There are two situations however, that actually need to be avoided

  1. Above, I talked about the stock market. Now, while normal people can trade at the stock-market without significantly changing the market through their actions, Jeff Bezos selling all of his Amazon stocks at once has a significant effect on the environment. If Bob has $1000 in stocks and tries to see if Bezos is a good person to imitate, he still cannot learn from Bezos. This is because, *even if Bob knew what to do in Bezos states and therefore if his policy was as successful as that of Bezos, his reality is a different one. *This is a situation where the other agent, while having the same goal (making money) is not a suitable role model, because he’s moving around in states, Bob will never even reach. So trying to learn from Bezos current trading options is not a smart move. Kids don’t learn walking by watching videos of Usain Bolt, and agents need to learn from agents which are better than them but not playing in a different league.

  2. If collecting state-action pairs from other agents is an expensive endeavour, it might not be possible to regularly collect enough of this data to compare Bob to Norris and then evaluate whether to learn from Norris.

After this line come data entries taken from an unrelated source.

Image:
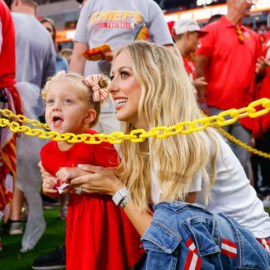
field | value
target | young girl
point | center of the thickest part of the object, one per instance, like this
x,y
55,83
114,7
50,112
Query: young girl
x,y
98,234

We need a large amount of pairs however, if the $P(s’\vert s,a)$, meaning the probability of reaching s’ when performing a in s is not guaranteed. This is because otherwise, we might imitate someone who was merely lucky and who’s policy is not guaranteed to be better than ours.

The bottom line

I believe, the approach of letting agents learn from each other is an important one. There is already research that struggles with needing to retrain their agents for skills that other agents have already demonstrated, because they changed the architecture of their agents or because they used a different kind of neural network for the policy function. We cannot simply “copy a skill” from one agent to another, just as we cannot do so for humans, because their inner workings might be different. But we can let them observe each other and let them learn from each other.

A model therefore needs to be developed that can:

  1. let agents determine if other agents are better than them and if so imitate them

  2. Let agents learn by themselves and through imitation by alternating between classic reinforcement learning and supervised learning methods

In the future, it might also be interesting to teach agents to “teach”, meaning to purposely perform actions in a sequence that lets other agents observe and learn from them in an easier way. Such a “teaching agent” which already possesses the skill to walk could have a utility function that is dependent on the learning velocity of its students. The faster the students learn, the better does the teacher. Hence, it will try to perform the skill of walking in a way that let’s his students learn quickly.